These various costs gave the following results for small size pipe:
| —Cost per foot for— | ||||
| 6-in. pipe. | 8-in. pipe. | 10-in. pipe. | 12-in. pipe. | |
| Cement | $0.057 | $0.073 | $0.099 | $0.128 |
| Sand | 0.006 | 0.008 | 0.011 | 0.014 |
| Labor | 0.019 | 0.019 | 0.026 | 0.034 |
| Hauling | 0.024 | 0.032 | 0.044 | 0.056 |
| Laying | 0.024 | 0.024 | 0.032 | 0.042 |
| Trench | 0.020 | 0.020 | 0.020 | 0.020 |
| ——— | ——— | ——— | ——— | |
| Totals. | $0.15 | $0.176 | $0.232 | $0.294 |
The above costs show that the pipe in place costs about twice as much as pipe in the yard, even with cement at $4.45.
Fig. 270.—Bordenave Pipe for Swansea, England, Water Works.
MOLDED PIPE WATER MAIN, SWANSEA, ENGLAND.—As a good example of foreign practice in molded pipe conduit work a water main constructed at Swansea, England, has been selected. This pipe line had to operate under a head of 185 ft.; it was constructed under the patents of the French engineer, Mr. R. Bordenave, who has built many miles of the same type of conduit on the Continent.
Fig. 270 shows the construction of the pipe, the drawing being a part longitudinal section through the shell at the joint. The pipe consists of an inner and an outer reinforcement separated by a sheet steel tube and all embedded in a 1-2 mortar. Both inner and outer reinforcements consists of longitudinal bins of cruciform (+) section wound by a spiral bar of the same section wired to them at every intersection. Only the outer reinforcement and the steel tube are considered in calculating the strength of the pipe, the inner reinforcement being considered as simply supporting the mortar.
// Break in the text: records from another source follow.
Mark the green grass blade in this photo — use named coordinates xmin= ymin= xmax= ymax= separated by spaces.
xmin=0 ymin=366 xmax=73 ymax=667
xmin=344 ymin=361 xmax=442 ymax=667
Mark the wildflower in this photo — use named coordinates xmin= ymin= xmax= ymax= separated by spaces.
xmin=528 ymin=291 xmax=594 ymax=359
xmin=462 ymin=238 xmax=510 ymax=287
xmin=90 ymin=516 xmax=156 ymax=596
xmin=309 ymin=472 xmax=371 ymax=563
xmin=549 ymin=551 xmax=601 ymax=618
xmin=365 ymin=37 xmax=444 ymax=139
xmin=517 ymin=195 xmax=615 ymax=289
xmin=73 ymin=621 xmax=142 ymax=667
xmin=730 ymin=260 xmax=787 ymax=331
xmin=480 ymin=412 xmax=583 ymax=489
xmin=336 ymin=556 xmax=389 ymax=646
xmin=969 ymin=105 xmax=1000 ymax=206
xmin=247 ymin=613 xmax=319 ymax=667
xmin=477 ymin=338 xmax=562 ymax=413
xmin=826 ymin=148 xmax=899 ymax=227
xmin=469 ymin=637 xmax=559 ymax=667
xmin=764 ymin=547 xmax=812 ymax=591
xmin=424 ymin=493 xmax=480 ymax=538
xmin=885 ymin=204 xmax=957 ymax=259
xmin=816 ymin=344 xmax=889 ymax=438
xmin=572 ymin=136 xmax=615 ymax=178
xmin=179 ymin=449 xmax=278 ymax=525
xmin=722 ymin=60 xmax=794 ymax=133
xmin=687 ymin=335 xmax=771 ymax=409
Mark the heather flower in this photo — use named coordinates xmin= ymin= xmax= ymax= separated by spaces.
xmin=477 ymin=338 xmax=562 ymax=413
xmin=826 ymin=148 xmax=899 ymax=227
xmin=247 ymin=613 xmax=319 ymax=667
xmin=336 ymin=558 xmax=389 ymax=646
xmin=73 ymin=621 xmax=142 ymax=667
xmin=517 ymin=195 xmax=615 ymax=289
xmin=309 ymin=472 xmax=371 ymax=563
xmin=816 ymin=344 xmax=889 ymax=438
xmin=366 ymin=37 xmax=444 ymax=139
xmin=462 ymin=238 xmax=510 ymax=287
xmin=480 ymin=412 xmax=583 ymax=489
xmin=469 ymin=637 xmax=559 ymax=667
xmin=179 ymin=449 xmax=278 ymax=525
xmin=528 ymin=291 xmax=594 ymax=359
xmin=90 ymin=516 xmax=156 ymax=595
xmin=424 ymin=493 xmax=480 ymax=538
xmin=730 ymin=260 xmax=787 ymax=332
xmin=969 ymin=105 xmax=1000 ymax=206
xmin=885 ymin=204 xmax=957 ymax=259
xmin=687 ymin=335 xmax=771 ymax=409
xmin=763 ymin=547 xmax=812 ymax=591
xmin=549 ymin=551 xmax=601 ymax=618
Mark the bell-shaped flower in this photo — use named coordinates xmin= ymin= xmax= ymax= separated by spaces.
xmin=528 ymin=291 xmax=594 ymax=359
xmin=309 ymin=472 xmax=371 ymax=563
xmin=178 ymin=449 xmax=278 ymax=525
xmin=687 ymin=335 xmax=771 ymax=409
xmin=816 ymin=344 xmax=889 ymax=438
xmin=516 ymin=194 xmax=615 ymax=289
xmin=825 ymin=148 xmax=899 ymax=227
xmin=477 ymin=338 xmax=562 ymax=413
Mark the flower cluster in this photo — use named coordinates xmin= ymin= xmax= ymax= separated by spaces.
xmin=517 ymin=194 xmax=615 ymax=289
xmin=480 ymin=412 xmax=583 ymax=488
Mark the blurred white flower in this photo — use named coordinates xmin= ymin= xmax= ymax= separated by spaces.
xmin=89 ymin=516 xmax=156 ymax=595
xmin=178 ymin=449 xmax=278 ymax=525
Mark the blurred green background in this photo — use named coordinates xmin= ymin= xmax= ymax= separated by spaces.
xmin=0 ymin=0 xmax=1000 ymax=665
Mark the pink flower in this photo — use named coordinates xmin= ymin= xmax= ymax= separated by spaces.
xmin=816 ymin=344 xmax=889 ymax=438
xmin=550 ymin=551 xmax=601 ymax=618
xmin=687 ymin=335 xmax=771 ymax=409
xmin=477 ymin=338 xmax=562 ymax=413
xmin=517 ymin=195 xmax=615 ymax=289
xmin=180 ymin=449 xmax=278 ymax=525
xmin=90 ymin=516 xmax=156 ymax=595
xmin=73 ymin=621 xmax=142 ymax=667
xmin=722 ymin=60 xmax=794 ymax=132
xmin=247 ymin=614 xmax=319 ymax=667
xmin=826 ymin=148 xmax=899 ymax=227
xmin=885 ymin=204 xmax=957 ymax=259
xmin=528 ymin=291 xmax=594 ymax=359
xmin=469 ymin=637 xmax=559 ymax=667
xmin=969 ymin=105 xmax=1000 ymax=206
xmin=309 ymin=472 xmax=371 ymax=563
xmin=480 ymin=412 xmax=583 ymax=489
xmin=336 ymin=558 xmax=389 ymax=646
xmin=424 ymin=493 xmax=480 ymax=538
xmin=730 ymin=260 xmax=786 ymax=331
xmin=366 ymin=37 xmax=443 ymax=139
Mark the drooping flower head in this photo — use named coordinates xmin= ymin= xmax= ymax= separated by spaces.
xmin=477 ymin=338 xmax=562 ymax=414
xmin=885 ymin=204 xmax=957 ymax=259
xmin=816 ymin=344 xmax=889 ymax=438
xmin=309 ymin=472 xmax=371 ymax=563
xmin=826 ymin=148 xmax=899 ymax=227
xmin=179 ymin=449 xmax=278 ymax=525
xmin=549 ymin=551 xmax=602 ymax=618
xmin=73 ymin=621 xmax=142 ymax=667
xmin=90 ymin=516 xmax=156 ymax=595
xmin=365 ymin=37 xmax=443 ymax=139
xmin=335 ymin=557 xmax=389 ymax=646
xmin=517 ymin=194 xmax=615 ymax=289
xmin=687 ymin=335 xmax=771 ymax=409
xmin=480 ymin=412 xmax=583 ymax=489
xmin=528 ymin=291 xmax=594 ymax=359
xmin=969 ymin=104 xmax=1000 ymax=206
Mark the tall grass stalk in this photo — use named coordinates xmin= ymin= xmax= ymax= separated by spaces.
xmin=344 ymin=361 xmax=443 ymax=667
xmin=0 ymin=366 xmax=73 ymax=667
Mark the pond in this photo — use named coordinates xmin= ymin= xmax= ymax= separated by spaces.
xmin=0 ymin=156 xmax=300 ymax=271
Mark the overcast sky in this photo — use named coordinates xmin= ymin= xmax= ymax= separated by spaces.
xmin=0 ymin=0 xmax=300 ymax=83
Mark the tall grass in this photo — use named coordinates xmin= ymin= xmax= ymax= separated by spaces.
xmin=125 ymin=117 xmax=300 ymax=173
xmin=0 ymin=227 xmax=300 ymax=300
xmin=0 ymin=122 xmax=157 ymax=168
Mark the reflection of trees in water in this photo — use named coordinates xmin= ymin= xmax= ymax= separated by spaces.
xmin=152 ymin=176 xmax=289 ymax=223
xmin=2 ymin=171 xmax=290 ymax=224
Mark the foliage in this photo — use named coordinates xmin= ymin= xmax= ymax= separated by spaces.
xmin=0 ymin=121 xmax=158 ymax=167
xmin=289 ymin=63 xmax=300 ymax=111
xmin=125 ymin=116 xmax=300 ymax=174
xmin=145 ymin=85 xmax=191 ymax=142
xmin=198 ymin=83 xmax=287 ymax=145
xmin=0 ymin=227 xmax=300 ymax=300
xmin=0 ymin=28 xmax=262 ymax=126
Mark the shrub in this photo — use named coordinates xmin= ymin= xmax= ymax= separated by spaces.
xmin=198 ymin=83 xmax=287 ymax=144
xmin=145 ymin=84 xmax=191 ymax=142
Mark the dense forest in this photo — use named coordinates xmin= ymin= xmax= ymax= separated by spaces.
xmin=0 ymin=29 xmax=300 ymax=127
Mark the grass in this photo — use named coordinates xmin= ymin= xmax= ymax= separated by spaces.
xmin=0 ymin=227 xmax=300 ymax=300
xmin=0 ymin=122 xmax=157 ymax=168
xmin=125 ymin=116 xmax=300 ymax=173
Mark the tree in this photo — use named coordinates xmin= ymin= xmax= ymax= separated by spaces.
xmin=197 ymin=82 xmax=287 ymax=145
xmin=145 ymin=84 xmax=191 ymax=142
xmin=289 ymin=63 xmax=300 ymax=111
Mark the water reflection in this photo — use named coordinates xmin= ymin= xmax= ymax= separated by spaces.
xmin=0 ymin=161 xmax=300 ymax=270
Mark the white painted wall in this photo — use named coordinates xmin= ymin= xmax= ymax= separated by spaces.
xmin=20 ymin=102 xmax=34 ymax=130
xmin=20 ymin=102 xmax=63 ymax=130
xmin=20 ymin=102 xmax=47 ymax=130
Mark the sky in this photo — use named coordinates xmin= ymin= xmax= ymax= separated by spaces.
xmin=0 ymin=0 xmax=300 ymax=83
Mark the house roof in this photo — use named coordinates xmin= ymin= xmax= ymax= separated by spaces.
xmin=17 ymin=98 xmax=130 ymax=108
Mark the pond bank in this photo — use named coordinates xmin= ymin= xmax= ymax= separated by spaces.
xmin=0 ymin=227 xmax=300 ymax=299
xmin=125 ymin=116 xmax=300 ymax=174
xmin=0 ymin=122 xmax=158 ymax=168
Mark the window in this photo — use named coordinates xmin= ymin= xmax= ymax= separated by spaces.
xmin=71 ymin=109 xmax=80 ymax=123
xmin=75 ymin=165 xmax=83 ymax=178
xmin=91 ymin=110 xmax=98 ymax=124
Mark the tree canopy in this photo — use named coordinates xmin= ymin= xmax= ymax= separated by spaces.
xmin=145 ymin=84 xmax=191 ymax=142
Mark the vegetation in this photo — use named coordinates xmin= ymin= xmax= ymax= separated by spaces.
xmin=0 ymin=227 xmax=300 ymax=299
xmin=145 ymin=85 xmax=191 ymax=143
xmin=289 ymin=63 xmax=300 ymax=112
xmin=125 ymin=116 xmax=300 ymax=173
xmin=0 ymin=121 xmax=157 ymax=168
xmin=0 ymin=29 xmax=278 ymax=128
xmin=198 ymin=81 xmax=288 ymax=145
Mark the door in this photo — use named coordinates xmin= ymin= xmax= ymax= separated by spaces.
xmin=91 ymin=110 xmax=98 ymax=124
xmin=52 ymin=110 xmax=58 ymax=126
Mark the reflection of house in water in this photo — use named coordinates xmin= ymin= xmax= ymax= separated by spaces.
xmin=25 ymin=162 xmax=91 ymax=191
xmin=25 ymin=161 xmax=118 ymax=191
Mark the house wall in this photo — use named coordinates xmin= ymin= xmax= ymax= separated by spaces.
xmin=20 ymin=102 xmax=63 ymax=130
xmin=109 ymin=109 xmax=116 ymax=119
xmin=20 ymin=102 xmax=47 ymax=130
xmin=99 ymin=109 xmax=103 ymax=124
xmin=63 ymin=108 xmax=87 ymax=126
Fabrication of Reinforcement.—The steel tube is made of 1 mm. (0.04 in.) thick sheets of steel bent to a cylinder and jointed longitudinally by welded butt joints, welded by a blow pipe using acetylene and oxygen. Tests of this welded joint by R. H. Wyrill, Waterworks Engineer, Swansea, showed it to be quite as strong as the unwelded steel cut from the shell. The circumferential joints of the tube were made by turning up the edges of the sheets and welding them; this gives a flexible watertight joint. The tube was made in lengths of 9 ft. 9½ ins. and its ends were turned up all around; just back from the turned-up ends a vertical sheet steel collar was welded to the tube to form a strip end for the external coating. These details are shown in Fig. 270. When the tube for a length of pipe is completed the inside shell reinforcement previously made is slipped into it and the outside shell reinforcement is formed on it as a mandril, as shown by Fig. 271.
Fig. 271.—Applying External Reinforcement to Bordenave Pipe.